Мэдисон размеренно прошла сорок метров направо, отсчитывая расстояние большими шагами. У нее возникло странное ощущение, и она тут же повернула назад и дошагала до того места, откуда начала свой путь, а потом прошла еще сорок метров. Это можно было считать прогулкой, когда просто идешь без цели, и в ушах у тебя раздается плеск воды, и ты видишь, как мелькают внизу ступни твоих ног, и твои глаза то и дело выхватывают мимолетные узоры, возникающие между набегающими на берег волнами и жестким мокрым песком.
И она снова проделала тот же путь. Потом еще раз. И продолжала до тех пор, пока две точки поворота не превратились в пару следов неведомого животного. Она пыталась заставить волны шуметь так, как они шумели всегда. Пыталась не думать о том, где они будут сегодня ужинать и как будут молчать почти все время. Пыталась не…
И вдруг она замерла на месте и медленно наклонилась, протягивая вперед руку. Мэдисон вытащила какой-то предмет из коллажа, составленного из спутанных водорослей, кусочков дерева, раздавленных домиков морских жителей.
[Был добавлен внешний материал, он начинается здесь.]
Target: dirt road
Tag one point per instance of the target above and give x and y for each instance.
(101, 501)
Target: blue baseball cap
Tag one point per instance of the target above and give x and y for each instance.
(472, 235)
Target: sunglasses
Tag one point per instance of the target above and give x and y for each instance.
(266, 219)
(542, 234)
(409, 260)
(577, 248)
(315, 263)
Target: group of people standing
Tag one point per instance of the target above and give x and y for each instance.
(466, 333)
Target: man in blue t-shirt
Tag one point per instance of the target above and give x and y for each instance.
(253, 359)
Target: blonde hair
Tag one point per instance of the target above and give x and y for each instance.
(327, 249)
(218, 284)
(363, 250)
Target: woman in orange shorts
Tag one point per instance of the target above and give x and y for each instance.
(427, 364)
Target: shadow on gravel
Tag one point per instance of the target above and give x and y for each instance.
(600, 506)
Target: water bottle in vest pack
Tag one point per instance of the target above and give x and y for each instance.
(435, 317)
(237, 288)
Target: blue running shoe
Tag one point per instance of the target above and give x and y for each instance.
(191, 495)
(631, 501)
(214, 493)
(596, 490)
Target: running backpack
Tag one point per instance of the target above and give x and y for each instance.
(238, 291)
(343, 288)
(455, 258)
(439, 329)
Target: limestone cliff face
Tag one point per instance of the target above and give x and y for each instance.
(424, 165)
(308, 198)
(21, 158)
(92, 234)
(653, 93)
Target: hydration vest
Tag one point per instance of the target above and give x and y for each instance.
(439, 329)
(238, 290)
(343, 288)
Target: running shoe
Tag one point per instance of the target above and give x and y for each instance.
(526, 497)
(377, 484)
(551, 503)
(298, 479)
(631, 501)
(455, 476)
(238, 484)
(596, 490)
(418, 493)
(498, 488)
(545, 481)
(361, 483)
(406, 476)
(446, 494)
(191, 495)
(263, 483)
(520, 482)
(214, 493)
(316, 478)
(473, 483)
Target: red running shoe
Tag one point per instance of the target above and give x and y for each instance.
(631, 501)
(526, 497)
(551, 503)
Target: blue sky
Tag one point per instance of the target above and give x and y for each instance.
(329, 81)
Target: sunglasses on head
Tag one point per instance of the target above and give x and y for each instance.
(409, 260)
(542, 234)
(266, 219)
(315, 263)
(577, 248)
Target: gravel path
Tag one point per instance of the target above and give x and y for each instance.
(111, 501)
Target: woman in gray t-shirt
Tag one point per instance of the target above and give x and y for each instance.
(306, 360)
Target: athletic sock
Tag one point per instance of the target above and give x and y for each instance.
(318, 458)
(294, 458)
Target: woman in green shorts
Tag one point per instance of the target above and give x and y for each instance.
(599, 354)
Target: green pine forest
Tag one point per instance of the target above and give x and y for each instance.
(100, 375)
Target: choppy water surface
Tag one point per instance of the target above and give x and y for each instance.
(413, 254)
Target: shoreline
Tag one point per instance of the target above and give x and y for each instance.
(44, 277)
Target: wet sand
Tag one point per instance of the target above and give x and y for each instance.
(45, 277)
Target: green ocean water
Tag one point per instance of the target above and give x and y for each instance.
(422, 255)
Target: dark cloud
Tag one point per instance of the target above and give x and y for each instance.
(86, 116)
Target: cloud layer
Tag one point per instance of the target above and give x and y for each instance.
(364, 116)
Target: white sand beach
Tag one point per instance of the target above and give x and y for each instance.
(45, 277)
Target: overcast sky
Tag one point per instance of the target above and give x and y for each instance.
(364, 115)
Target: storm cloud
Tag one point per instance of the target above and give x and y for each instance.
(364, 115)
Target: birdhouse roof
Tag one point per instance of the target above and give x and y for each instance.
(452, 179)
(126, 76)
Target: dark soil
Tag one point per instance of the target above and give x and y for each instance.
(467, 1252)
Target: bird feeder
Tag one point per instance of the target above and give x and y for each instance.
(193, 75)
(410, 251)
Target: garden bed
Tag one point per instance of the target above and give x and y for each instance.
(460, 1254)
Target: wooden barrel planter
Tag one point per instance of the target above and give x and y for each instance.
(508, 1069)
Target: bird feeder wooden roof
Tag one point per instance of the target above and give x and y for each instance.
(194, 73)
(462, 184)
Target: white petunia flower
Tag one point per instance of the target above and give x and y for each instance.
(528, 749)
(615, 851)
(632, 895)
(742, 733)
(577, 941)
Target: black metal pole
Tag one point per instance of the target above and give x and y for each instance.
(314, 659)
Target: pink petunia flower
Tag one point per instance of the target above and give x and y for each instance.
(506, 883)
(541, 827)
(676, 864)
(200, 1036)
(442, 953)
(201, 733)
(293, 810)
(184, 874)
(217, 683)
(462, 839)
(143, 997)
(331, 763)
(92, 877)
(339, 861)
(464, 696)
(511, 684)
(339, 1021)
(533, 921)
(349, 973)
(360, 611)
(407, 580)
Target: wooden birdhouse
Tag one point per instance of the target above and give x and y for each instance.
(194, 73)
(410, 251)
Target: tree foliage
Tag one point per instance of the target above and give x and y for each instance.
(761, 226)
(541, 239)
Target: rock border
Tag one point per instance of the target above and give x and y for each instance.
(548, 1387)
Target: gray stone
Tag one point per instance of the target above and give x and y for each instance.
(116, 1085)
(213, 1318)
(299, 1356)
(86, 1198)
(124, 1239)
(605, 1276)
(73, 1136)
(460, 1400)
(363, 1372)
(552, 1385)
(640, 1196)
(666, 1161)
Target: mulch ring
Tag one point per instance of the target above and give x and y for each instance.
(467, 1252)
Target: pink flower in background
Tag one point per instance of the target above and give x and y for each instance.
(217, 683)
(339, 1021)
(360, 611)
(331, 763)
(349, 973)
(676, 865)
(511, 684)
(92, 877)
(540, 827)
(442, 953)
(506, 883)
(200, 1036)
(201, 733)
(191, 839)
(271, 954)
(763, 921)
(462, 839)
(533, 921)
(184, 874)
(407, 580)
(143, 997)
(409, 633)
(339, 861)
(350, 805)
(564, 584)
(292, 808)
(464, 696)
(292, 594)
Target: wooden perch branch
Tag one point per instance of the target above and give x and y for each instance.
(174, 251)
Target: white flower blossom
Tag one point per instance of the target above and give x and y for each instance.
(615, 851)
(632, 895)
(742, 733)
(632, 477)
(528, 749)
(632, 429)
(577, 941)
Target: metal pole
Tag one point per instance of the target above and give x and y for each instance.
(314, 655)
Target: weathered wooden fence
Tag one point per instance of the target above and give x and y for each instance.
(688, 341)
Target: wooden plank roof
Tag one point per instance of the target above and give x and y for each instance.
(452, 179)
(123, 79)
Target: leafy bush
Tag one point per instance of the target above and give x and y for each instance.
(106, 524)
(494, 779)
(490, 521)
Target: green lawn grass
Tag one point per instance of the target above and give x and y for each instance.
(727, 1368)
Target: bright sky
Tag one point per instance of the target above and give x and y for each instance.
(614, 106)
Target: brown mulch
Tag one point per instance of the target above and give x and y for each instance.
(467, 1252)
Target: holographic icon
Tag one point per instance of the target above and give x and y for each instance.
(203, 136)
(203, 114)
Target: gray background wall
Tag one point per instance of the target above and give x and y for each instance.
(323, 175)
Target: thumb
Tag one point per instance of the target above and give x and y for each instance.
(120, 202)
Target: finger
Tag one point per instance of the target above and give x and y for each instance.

Она поднесла находку к глазам, не веря в свою удачу.
Мэдисон нашла почти целенького морского ежа.
Да, конечно, он был маленьким, не больше монетки в четверть доллара, с несколькими вмятинами по краям, кроме того, более серым, чем большинство тех, что они находили раньше, да еще запачканным чем-то зеленым с одной стороны. Но это не считается. Точнее, считалось бы, если бы все было как прежде. А так не было.
Мгновение, которое должно было принести ликование, стало тягостным и печальным. Она поняла, что будь ее находка величиной с тарелку и совершенно безупречной, как сувенир с прилавка, — это все равно не имело бы никакого значения.